Je me retourne pour lui faire face. Il faut bien cacher mes ailes quand elles ne peuvent être déployées.

Instinctivement, avec cette envie qui me gagne de jour en jour depuis ma rencontre avec Louis, je prends son visage entre mes deux mains et embrasse ses lèvres. C'est la première fois que je l'embrasse avec autant de fougue, de passion.

Louis s'accroche à moi et m'incite à reculer vers sa chambre. Mon corps bascule sur son lit. Louis m'observe, sa lèvre inférieure torturée par ses dents. Il enlève ses vêtements et je découvre son corps parfait, musclé.

Les étoiles nous entourent à nouveau mais j'ai l'impression d'être le seul à les voir. Elles gravitent autour de Louis, comme autour du Soleil.

Il finit par se pencher sur moi et retrouver mes lèvres.

Cette nuit-là, Louis m'offre une sensation nouvelle, une chaleur qui s'étend dans chaque parcelle de mon corps, jusque dans mes ailes. Je les sens se colorer de rouge. Le rouge de la passion, de la tentation, de l'interdit, de la détermination...

Cette nuit-là, Louis me fait l'amour. Ses battements de cœur semblent résonner dans ma poitrine.

Cette nuit-là, je prends conscience que je veux vivre éternellement des instants comme celui-là, que je veux vivre éternellement avec Louis.

*

* *

Un soupçon de magie et je laisse Louis dormir alors que je m'éclipse. Je dois absolument voir Liam, lui parler de ce qui est en train de me chambouler, de ce que je suis en train de ressentir.

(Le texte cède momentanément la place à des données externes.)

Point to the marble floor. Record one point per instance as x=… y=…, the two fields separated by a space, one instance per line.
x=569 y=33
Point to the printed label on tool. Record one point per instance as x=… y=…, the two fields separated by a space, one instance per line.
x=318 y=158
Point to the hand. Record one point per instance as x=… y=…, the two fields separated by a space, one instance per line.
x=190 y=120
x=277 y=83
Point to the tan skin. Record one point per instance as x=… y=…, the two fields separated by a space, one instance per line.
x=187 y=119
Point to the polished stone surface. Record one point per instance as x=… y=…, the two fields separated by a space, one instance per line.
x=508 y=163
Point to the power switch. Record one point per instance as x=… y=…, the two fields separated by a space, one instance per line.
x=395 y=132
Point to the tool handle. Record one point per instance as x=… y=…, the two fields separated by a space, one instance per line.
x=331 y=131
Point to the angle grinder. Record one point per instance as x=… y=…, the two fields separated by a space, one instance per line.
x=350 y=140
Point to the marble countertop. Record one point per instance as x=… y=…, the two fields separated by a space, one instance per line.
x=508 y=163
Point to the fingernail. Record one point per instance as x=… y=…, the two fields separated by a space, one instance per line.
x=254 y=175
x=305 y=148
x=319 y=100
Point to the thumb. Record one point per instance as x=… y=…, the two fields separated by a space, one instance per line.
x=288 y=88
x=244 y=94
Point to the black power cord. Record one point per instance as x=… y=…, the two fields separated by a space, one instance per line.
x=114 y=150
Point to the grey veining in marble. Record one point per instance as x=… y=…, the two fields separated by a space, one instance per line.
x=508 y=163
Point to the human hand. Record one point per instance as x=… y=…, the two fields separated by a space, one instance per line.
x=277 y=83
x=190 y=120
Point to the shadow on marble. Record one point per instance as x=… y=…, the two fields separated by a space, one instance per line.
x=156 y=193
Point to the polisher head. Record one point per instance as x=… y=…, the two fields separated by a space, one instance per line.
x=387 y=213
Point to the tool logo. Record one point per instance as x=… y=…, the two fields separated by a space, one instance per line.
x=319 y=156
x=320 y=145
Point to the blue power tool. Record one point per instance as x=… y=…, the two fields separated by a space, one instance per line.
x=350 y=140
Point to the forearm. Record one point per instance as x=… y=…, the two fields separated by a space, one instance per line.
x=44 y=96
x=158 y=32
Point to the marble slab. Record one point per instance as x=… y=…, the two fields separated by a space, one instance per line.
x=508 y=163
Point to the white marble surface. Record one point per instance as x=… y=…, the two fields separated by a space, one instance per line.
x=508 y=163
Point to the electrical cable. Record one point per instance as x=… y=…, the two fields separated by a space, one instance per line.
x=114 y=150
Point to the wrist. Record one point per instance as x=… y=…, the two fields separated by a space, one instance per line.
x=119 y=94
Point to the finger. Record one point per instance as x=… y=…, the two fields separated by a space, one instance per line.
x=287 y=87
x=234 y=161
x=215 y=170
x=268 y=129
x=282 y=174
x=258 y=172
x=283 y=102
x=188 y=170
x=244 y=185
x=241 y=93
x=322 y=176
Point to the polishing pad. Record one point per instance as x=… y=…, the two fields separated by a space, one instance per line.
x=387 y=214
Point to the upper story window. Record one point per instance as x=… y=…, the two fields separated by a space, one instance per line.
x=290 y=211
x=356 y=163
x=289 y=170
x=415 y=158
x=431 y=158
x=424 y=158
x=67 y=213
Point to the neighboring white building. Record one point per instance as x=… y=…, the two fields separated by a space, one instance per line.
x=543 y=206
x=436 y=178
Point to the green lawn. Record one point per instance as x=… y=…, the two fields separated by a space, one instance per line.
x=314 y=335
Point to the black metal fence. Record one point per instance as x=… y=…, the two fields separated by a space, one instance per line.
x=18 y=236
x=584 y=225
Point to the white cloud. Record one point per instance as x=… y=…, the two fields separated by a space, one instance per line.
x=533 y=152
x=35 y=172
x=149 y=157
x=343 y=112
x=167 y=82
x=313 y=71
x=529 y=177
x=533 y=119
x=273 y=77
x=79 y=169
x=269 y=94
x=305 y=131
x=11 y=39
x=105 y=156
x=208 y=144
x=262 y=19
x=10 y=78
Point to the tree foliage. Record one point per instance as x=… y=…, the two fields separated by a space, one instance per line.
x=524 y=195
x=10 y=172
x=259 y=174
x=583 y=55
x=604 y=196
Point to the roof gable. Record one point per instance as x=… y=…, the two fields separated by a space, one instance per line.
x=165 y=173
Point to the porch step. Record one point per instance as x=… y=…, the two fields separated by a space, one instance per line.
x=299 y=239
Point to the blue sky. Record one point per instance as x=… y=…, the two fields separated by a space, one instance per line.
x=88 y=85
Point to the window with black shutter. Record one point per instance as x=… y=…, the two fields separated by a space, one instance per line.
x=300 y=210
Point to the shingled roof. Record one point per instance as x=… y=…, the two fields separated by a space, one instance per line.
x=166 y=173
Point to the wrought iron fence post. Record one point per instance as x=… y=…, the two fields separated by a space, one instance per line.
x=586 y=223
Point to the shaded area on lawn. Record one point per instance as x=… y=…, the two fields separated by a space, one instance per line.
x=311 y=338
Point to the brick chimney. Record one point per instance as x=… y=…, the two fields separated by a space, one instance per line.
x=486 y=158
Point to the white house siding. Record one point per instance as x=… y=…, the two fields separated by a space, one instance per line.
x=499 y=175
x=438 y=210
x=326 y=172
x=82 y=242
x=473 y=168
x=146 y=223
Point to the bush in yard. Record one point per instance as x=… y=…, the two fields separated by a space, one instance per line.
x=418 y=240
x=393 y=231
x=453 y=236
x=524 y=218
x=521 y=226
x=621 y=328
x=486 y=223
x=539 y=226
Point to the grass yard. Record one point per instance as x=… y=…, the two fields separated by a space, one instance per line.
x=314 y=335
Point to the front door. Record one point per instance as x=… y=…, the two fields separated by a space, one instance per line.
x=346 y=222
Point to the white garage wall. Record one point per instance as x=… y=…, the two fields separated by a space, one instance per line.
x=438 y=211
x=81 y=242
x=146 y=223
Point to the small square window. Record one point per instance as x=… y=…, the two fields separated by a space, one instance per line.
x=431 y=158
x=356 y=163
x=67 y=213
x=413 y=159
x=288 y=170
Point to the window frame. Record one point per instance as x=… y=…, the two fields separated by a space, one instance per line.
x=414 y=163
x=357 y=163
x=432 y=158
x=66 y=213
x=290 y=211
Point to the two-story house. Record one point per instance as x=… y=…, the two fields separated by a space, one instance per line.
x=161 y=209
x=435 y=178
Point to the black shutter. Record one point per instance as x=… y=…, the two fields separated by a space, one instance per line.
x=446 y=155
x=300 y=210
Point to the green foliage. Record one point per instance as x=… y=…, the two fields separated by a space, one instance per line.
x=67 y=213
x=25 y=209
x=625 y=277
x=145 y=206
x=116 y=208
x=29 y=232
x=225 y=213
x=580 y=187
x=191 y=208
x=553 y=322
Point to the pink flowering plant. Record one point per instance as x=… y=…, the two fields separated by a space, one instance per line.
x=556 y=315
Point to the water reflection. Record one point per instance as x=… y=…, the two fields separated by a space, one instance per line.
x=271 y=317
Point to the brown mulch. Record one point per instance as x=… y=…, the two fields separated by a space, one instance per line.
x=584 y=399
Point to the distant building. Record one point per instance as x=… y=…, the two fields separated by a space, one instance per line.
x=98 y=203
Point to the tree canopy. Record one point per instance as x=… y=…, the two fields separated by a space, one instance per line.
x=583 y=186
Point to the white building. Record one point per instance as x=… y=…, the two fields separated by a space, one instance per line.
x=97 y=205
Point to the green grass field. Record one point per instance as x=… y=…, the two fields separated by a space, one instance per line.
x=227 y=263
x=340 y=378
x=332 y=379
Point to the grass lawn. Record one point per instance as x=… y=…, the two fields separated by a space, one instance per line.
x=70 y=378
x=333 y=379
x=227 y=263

"Il y a forcément une solution, je dis à Liam, d'un ton brusque qui ne me ressemble pas.

- Harry, je suis désolé mais il n'y a pas de solution. A minuit aujourd'hui, Louis t'oubliera et reprendra sa vie.

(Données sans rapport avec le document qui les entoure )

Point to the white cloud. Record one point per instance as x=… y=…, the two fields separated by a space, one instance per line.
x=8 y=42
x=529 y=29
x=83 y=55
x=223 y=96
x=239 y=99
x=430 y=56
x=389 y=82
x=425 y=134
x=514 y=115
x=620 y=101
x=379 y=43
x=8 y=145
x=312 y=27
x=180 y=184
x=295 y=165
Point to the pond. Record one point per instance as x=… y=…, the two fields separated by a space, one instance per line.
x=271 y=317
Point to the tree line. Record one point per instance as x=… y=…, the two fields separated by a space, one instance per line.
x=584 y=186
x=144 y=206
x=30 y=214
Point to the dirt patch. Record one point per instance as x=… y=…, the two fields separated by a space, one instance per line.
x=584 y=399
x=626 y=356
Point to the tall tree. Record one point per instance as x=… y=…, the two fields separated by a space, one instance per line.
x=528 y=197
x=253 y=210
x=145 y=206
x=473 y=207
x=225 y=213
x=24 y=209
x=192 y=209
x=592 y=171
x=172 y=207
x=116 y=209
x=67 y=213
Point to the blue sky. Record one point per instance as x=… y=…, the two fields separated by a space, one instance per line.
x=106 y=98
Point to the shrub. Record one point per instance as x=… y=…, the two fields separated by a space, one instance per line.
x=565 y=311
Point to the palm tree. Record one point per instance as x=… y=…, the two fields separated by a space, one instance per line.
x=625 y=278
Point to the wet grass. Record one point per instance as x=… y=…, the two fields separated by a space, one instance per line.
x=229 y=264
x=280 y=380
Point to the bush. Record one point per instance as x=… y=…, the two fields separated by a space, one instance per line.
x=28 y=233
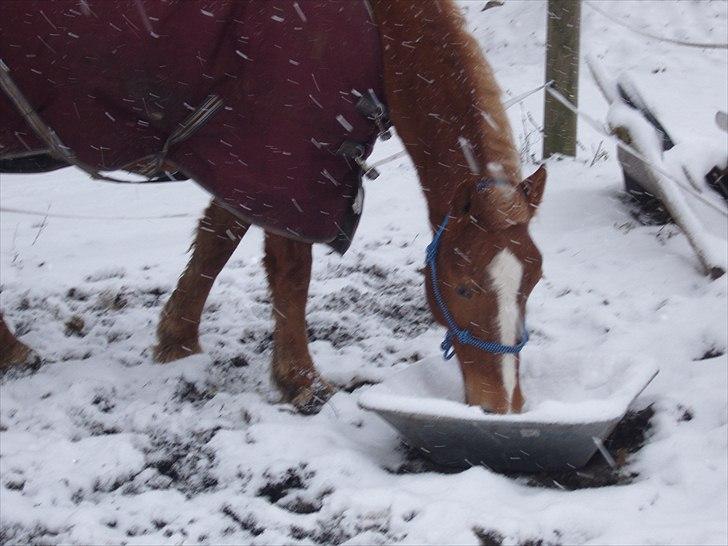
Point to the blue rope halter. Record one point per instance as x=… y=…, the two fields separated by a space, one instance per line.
x=454 y=331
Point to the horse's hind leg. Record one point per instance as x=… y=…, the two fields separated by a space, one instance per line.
x=218 y=235
x=288 y=264
x=13 y=351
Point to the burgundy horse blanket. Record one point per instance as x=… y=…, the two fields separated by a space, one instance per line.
x=115 y=79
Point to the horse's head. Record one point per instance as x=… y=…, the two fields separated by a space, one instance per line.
x=485 y=267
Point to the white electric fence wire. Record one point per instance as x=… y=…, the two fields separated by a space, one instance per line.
x=655 y=36
x=605 y=132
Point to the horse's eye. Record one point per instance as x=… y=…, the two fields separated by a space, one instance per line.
x=464 y=292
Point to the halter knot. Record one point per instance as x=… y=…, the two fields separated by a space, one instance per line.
x=454 y=331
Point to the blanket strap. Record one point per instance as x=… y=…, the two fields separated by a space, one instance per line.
x=150 y=165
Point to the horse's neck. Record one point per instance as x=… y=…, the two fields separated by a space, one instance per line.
x=440 y=90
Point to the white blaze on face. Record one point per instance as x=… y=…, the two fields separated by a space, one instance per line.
x=505 y=273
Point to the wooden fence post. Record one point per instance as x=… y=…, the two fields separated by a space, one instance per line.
x=562 y=66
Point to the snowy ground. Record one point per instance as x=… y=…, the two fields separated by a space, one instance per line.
x=103 y=446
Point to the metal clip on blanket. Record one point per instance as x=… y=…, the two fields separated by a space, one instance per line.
x=372 y=108
x=355 y=151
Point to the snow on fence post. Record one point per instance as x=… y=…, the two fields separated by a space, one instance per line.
x=562 y=66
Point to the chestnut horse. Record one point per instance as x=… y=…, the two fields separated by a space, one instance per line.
x=445 y=103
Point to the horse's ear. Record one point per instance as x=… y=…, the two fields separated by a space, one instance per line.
x=533 y=188
x=462 y=200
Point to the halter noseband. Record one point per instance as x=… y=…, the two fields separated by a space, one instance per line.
x=454 y=331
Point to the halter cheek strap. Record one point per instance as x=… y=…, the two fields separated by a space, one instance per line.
x=454 y=331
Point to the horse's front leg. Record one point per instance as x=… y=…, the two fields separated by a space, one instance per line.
x=288 y=264
x=13 y=352
x=218 y=235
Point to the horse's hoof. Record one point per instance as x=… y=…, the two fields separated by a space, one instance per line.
x=311 y=399
x=169 y=352
x=19 y=357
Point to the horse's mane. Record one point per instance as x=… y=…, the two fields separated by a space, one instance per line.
x=432 y=59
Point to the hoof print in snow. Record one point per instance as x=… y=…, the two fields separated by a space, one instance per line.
x=280 y=486
x=712 y=352
x=245 y=523
x=493 y=538
x=74 y=326
x=189 y=392
x=184 y=463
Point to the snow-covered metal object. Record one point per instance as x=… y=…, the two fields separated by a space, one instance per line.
x=424 y=403
x=634 y=123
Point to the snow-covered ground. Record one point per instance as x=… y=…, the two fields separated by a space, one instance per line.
x=103 y=446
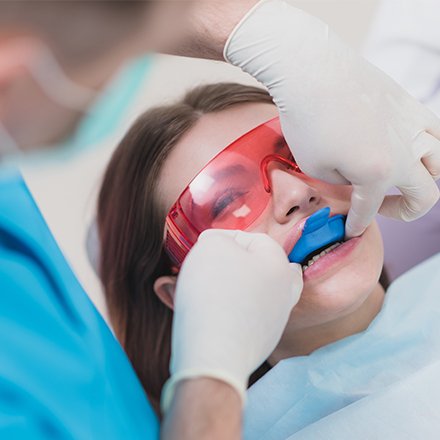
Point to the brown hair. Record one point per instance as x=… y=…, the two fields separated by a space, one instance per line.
x=131 y=226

- Je le retrouverai et lui expliquerai.

- Tu lui expliqueras quoi ? Que tu es un être magique, pourvu de pouvoir et de deux ailes ? Voyons Harry ! Tu sais très bien que les Anges ne sont pas dotés de sentiments.

- Alors comment tu expliques ça ?"


Je m'approche de Liam et m'empare de sa main que je colle contre ma poitrine. C'est là, au fond de moi et ça grandit de plus en plus, de plus en plus fort. Ça ne s'arrête pas depuis que j'ai fait l'amour avec Louis. Liam me regarde, incrédule.

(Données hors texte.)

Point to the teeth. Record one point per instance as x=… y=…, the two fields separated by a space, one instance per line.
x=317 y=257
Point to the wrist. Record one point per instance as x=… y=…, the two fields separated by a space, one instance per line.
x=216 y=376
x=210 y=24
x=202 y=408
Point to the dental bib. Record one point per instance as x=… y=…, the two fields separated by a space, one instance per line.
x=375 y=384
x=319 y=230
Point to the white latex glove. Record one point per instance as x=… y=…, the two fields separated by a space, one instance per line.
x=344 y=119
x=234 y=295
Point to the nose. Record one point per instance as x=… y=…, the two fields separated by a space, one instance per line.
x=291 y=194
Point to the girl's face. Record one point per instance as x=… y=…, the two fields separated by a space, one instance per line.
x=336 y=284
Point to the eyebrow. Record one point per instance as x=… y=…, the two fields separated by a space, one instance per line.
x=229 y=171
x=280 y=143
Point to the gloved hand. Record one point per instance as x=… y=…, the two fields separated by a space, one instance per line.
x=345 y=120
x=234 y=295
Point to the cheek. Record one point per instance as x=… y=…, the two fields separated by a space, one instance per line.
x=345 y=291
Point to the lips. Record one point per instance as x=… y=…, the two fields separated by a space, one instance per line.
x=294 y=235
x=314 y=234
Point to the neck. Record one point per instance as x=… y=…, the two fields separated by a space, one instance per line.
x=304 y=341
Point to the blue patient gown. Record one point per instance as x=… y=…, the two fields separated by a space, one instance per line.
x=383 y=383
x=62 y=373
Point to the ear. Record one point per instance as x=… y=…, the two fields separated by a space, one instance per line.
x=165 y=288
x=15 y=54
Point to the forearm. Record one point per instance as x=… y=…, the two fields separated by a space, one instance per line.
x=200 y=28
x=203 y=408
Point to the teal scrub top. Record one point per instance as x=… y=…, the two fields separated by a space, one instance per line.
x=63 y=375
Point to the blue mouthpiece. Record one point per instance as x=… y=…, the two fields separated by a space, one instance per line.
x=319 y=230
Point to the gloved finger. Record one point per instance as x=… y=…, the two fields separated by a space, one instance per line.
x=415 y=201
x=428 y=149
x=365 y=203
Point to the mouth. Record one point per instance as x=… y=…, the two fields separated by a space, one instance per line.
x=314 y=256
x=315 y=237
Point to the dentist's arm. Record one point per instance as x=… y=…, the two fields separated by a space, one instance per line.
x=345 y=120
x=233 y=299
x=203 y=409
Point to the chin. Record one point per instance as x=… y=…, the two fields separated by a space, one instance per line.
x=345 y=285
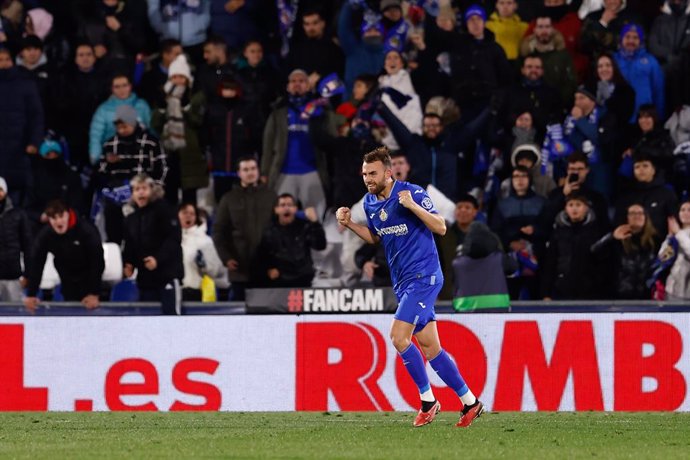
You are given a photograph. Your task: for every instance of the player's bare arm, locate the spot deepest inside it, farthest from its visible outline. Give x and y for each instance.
(344, 217)
(434, 222)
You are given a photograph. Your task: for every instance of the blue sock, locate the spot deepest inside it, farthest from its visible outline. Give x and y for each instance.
(414, 363)
(449, 373)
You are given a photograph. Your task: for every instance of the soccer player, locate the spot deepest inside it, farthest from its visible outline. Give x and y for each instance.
(402, 216)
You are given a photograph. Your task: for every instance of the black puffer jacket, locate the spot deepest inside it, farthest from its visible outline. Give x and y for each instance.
(15, 238)
(154, 231)
(78, 259)
(570, 270)
(288, 248)
(632, 270)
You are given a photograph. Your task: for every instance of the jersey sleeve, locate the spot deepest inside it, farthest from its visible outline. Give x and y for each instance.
(422, 198)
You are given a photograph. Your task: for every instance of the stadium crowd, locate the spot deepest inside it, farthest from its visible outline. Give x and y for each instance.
(212, 141)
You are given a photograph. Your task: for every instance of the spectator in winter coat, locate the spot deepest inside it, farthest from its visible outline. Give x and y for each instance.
(315, 52)
(21, 115)
(284, 254)
(634, 247)
(678, 280)
(153, 246)
(235, 21)
(652, 141)
(364, 52)
(570, 270)
(54, 179)
(241, 218)
(79, 89)
(648, 189)
(179, 123)
(102, 124)
(601, 28)
(114, 27)
(640, 69)
(199, 256)
(151, 85)
(548, 43)
(76, 246)
(670, 33)
(15, 240)
(183, 20)
(133, 150)
(613, 92)
(507, 27)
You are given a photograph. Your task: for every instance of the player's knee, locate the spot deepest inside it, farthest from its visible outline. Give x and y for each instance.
(400, 342)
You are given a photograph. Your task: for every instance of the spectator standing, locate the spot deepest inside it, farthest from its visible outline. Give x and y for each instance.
(132, 151)
(102, 124)
(153, 246)
(78, 257)
(21, 113)
(179, 122)
(678, 280)
(570, 270)
(633, 245)
(80, 88)
(290, 160)
(184, 20)
(284, 253)
(15, 240)
(199, 256)
(507, 27)
(241, 218)
(640, 69)
(548, 43)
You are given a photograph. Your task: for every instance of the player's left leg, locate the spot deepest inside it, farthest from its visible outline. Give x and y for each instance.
(446, 368)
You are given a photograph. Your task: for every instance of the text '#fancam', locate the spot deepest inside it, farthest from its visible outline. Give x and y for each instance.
(342, 300)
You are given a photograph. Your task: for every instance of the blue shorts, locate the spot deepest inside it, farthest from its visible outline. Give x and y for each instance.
(416, 300)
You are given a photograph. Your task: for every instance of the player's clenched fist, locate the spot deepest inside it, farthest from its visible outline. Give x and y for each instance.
(343, 216)
(405, 199)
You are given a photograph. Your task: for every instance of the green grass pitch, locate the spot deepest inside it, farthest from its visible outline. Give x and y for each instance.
(343, 435)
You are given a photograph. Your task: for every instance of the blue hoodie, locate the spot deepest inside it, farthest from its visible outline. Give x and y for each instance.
(102, 126)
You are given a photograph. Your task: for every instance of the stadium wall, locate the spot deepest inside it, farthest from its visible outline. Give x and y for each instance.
(546, 362)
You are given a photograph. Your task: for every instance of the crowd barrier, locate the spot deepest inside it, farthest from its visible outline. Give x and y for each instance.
(602, 361)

"Ce n'est pas possible Harry..."

Et pour la première fois, sa phrase n'est pas catégorique. Il se passe quelque chose au fond de moi, quelque chose qui n'était encore jamais arrivé à notre espèce.

Et si, finalement, on m'avait envoyé sur Terre pour Louis. Si grâce à Louis, je devenais vivant...

*

* *

La soirée bat son plein. Tout le village est réuni dans l'ancienne grange aménagée pour l'occasion, toute décorée aux couleurs d'Halloween, orange et noir, toiles d'araignées et squelettes. Les enfants courent partout. Les adultes dansent et chantent. L'alcool coule à flot.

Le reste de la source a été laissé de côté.